The news service quotes California Gov. Jerry Brown describing why he signed the measure and, despite furious lobbying against it by Big Pharma, allowed it to become law: “Californians have a right to know why their medical costs are out of control, especially when pharmaceutical profits are soaring. This measure is a step at bringing transparency, truth, exposure to a very important part of our lives. That is the cost of prescription drugs.”
Maryland and New York earlier had passed drug pricing measures. But the size of the California market, combined with those two, may put big, new pressure of Big Pharma to, at minimum, warn patients and publicly explain its plans to jack up product prices, analysts say.

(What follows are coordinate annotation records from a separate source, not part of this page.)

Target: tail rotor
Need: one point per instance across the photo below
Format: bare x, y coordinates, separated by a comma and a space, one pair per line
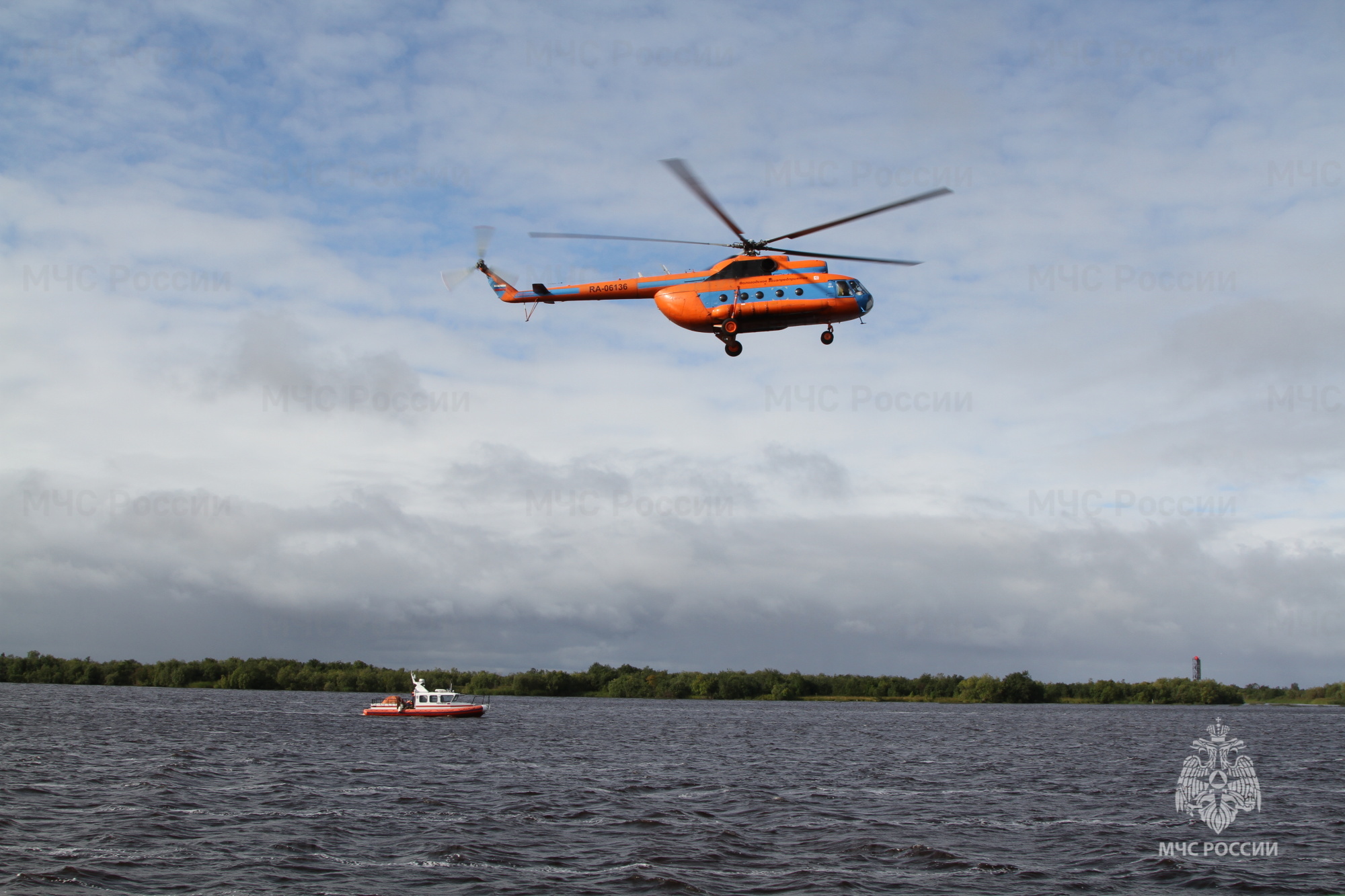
454, 279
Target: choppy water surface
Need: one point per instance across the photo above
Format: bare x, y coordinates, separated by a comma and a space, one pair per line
154, 791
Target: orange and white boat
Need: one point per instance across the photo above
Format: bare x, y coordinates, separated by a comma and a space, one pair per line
430, 704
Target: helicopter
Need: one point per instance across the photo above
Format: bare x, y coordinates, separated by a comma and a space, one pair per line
759, 290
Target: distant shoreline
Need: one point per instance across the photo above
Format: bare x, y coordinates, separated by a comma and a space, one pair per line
629, 681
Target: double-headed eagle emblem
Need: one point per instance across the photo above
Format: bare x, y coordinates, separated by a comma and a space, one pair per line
1217, 784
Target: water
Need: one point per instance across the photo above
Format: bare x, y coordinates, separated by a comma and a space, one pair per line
153, 791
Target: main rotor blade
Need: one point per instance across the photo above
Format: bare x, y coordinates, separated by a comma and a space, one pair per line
598, 236
909, 201
822, 255
683, 171
484, 240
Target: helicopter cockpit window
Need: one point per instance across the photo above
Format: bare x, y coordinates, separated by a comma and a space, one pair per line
744, 268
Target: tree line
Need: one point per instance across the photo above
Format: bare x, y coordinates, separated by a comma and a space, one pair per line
629, 681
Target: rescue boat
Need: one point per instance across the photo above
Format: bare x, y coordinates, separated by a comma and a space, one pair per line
430, 704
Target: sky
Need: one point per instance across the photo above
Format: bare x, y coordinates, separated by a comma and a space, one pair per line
1098, 432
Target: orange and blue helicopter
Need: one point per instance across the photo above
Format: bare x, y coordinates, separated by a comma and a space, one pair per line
748, 292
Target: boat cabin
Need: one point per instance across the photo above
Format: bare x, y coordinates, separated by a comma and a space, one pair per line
423, 697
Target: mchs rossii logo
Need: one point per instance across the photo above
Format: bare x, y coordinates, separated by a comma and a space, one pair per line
1217, 783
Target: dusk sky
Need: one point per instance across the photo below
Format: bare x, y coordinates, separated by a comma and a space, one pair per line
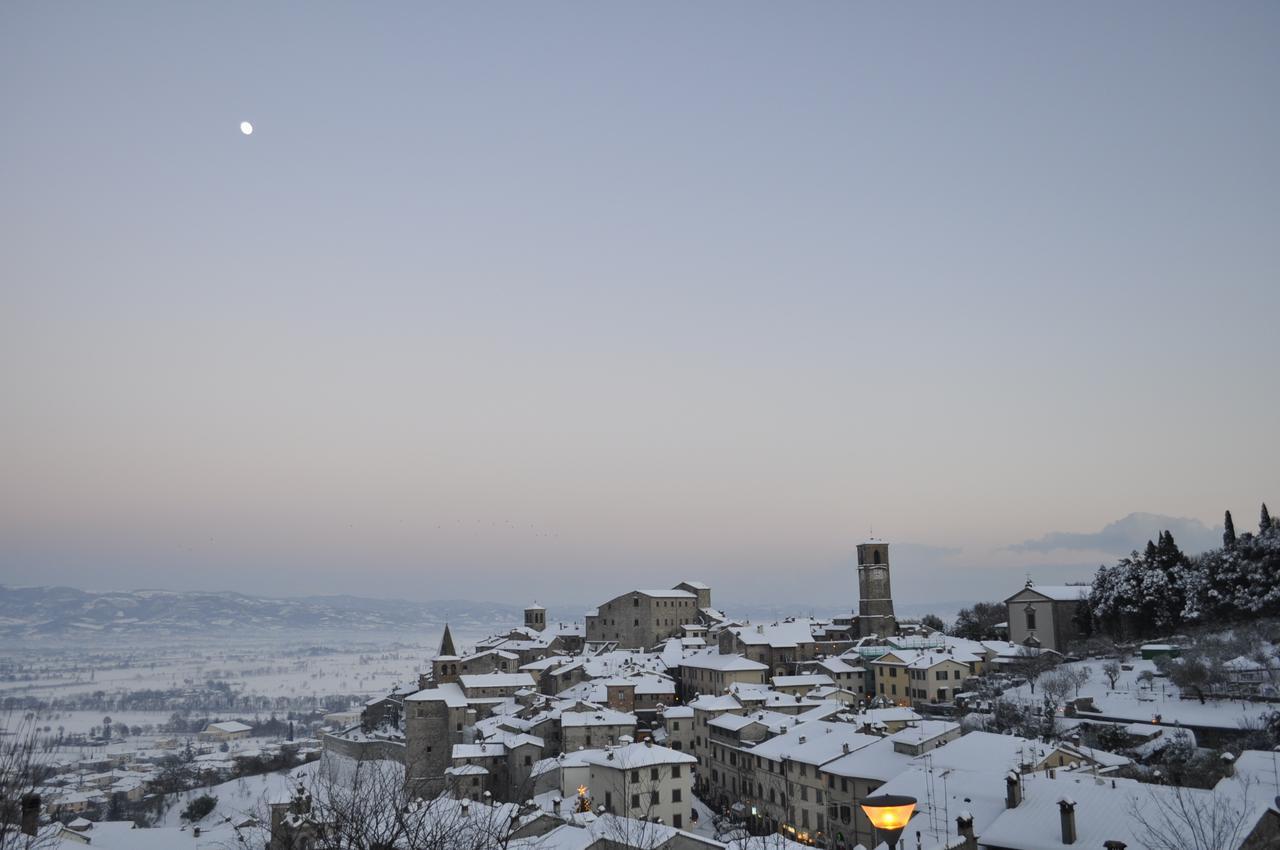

It may be past time to ask whether astronomic drug prices, particularly for cancer treatment, have become counter-productive in their own way to patient care. Doctors and hospitals have started to refer to the financial “toxicity” of outrageously priced cancer medications. And researchers are focusing more and more on what they call drugs’ “nocebo effect.” That’s the evil twin of the “placebo effect,” the latter being the measurable beneficial outcomes that patients can experience just by receiving attention and inert therapies like saline solution or sugar bills. Patients who are prescribed exceedingly pricey drugs can experience negatives with them, a “nocebo effect” in which side-effects and other potential harms of a therapy are exaggerated and may make them feel worse rather than better.
Although we certainly want to foster innovation and everyone hopes for better ways to deal with awful diseases like cancer, we also need to recognize that private sector participants in medical services operate first and foremost in their own—not the public’s interests. They’re allowed to reap reasonable gains from their investments. But profiteering off products developed with your buck and mine isn’t acceptable.